What drives my every move these days is “the cost.” I’m rehabbing this house and running out of cash fast, but I see the wisdom of getting a garden in sooner rather than later. So I’ve bought a lot of plants like azaleas, butterfly bushes, lilacs, and blueberries; plants that take time to settle in before they are large enough to really enjoy. But I’ve hit a brick wall in my budget, and when I was recently offered some bushes from a neighbor who is thinning and changing her garden, it dawned on me that there might be a better way. Hence: A Whimsical Garden Plant Exchange.
Here’s how this will work:
* Each member will speak to their needs for plants, gardening help, or information at the group meeting (probably held once a month). A particular plant you might be looking for may be in another member’s garden, and you can arrange to help that person separate out a few of the plants, and as an “exchange” have them come to your home and help you separate out plants that you have and they may want.
* It does not have to be quid pro quo. You can give up plants for the mere help in the act of thinning them. At a later date you may realize a desire for a plant someone else has and go get them then. People are smart, and most of us are fair. It will never work out completely even. Besides, those who have more will naturally give to those who have less. And most gardeners love to think about their fledgling plants thriving in other people’s gardens.
* There will be no exchange of money. Ever. The purpose of this group is to share, not profit, from the relationships that will be made through this venue. We can spend our money on plant food and gardening tools, luncheons and home and garden tours. This is the Cardinal rule of the group. Sharing is our mantra.
This went live yesterday morning and there are already five members.
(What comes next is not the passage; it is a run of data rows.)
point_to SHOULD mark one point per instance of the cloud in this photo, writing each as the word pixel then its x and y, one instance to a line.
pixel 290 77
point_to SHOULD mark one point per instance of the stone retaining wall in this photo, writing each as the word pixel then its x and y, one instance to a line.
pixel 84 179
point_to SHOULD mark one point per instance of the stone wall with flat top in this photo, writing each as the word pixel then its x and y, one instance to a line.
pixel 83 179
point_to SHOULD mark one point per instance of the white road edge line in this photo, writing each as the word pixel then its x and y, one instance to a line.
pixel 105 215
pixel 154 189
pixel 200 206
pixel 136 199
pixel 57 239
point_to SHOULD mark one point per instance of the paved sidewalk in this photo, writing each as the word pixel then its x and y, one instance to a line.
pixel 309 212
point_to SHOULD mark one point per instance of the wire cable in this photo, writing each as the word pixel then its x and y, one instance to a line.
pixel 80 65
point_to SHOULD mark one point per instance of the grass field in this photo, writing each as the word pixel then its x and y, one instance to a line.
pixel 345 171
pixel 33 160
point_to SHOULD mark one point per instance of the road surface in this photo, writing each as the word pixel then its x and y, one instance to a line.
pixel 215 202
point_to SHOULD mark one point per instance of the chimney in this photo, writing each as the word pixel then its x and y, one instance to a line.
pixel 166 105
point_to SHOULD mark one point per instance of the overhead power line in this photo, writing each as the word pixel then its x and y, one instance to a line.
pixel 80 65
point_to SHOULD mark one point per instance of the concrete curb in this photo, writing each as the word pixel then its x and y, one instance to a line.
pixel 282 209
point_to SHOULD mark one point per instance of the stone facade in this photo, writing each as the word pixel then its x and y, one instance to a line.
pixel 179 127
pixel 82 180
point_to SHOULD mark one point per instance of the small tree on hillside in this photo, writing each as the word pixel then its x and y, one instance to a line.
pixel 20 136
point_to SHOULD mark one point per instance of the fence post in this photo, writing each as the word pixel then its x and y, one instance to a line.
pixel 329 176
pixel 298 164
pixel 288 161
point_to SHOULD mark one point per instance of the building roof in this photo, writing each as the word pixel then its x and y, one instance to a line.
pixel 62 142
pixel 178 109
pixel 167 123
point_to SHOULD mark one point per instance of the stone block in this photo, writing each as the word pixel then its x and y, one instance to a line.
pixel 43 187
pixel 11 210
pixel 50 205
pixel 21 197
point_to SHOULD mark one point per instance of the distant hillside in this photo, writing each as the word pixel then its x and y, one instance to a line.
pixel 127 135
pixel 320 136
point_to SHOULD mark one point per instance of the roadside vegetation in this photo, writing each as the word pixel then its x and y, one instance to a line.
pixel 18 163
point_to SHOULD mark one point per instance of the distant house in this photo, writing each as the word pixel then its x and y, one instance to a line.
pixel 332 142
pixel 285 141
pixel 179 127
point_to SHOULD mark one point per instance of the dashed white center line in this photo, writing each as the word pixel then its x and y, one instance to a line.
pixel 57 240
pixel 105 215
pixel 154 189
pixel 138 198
If we can get fifty or so people on board, I doubt any one of us will ever have to buy a plant again. Any community can do this, and the best part(s) is that we’ll find kindred spirits, have someone to help in the garden, and we’ll be sure the plants we’re getting are right for the area because they’ve proven to grow to the extreme.
This may turn out to be one of my favorite activities. The idea of it is similar to bringing a plant to each garden club meeting, a practice I became familiar with in Virginia. This is just taking it to the next level. Have I sparked an idea?